I've been A/Bing the UEs and Etymotics for the last hour, and I have to say, despite the usual price difference (the UEs usually retail for about 2x as much), the comparison is not cut and dried. My first impressions are as follows, with the "winner" in each area in bold in case you don't want to read the whole thing.
The biggest known weakness of the Etymotics is the bass response, even when the flanges are shoved all the way down your ear canal and are tickling your temporal lobe, and the UEs are the clear winner here. The thump and throb of the bass on NIN's Gave Up and Zero Sum was much tighter, clearer, and more extended on the UEs, while the Etymotics gave up on clarity as the frequencies descended toward 20 Hz.
On the other end of the spectrum, the Etymotics redeemed themselves.

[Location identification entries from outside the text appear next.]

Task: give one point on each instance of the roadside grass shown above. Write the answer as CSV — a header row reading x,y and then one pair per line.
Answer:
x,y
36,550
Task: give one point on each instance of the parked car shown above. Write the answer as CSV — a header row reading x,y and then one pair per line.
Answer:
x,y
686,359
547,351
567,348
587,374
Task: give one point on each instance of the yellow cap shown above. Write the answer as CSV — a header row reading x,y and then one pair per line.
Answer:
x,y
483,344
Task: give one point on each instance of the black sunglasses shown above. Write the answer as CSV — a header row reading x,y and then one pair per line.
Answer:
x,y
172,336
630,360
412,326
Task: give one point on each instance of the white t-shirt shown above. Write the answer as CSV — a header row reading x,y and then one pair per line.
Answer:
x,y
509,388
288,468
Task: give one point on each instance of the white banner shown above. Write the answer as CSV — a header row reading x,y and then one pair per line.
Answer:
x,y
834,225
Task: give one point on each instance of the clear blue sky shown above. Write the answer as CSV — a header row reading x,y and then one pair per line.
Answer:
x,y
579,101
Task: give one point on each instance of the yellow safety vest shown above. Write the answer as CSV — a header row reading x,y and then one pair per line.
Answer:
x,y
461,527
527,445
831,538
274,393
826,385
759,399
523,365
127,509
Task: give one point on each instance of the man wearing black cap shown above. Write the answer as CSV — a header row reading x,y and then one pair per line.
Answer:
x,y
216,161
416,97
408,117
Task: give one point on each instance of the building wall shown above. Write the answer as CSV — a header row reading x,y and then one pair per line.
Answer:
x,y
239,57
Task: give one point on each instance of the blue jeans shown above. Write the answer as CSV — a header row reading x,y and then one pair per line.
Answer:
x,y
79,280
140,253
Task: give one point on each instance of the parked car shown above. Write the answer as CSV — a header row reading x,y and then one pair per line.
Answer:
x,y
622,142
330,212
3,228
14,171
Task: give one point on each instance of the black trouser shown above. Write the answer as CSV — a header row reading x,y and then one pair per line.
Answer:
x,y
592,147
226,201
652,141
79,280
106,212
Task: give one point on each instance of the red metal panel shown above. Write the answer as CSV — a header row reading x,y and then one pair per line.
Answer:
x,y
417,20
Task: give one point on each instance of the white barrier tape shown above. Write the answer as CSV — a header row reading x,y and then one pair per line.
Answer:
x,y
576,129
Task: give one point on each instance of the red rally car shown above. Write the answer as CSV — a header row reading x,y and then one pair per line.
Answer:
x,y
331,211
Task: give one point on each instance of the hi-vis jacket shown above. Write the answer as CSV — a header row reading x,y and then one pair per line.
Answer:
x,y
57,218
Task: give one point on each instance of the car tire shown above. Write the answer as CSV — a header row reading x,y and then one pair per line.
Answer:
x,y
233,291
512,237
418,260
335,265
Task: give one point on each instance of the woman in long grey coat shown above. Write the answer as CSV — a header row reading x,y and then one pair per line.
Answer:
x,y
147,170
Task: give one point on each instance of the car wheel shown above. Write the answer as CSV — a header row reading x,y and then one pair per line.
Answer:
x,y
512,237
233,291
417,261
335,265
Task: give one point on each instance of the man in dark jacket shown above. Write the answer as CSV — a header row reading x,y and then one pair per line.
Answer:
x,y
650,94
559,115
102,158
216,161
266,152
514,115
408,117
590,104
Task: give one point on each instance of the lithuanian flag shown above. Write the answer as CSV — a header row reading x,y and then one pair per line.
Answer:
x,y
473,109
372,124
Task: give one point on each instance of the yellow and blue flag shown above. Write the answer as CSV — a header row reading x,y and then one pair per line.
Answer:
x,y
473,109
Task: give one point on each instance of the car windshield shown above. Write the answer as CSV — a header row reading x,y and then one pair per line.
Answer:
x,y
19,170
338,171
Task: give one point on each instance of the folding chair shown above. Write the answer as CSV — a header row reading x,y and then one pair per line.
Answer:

The opening chords of Band of Horses' The Funeral gave me goosebumps, and the NIN tracks generally had more sizzle on the cymbals and more edge to the guitars and synths. The UEs sound a bit darker, despite the better frequency separation lent by the multiple drivers.
Still, the effectiveness of the UEs' multiple drivers can be heard in the clarity of the sound. Despite the compression of the some of the MP3s I have on my iPhone, the UEs carved out more of a pocket for each instrument and frequency range. I'm sure this difference between the headphones would be more pronounced with higher-quality amplification, but I could hear, for example, the muddying effect of heavy bass on the mids in the Etymotics, but not in the UEs.
Somehow, even put up against the multiple drivers, the Etymotics produced a wider, more defined soundstage. Special effects like dynamic panning were more pronounced, and subtle placement of instruments within the field was clearer, especially on quieter tracks with more headroom/less compression. The better high frequency response on the Etymotics may have something to do with this perception.
Because I use these headphones in the real world - on airplanes, buses, NYC subways, etc., there are some ancillary considerations that have a real effect on my headphone preference. Despite the fact that the UEs are billed as noise-isolating, the Etymotics were clearly superior at blocking outside noise, even in the relatively quiet environment of my office. The cord is a bit longer and heavier on the Etymotics, but lacks the built-in microphone of the UEs. The earbud flanges on the Etymotics take quite a bit of getting used to, whereas the UEs, while they don't fit as snugly, come with 4 different sets of tips and are immediately comfortable and feel easier to wear for long periods.
However, with the sound quality a near wash between the two, the main reason I'm switching from the Etymotics to the Ultimate Ears is the filters. The Etymotics have dirt/debris filters that fit inside the driver enclosure behind the flanged tips and must be changed every time they get clogged. They are tiny, difficult to replace, and not tremendously cheap - $15 gets you 3 sets of filters, and I have to change mine every few months at most. I consider the filter system to be the Achilles heel of the otherwise-excellent Etymotics, and I'm hoping for substantially less maintenance with the UEs. We'll see how it goes.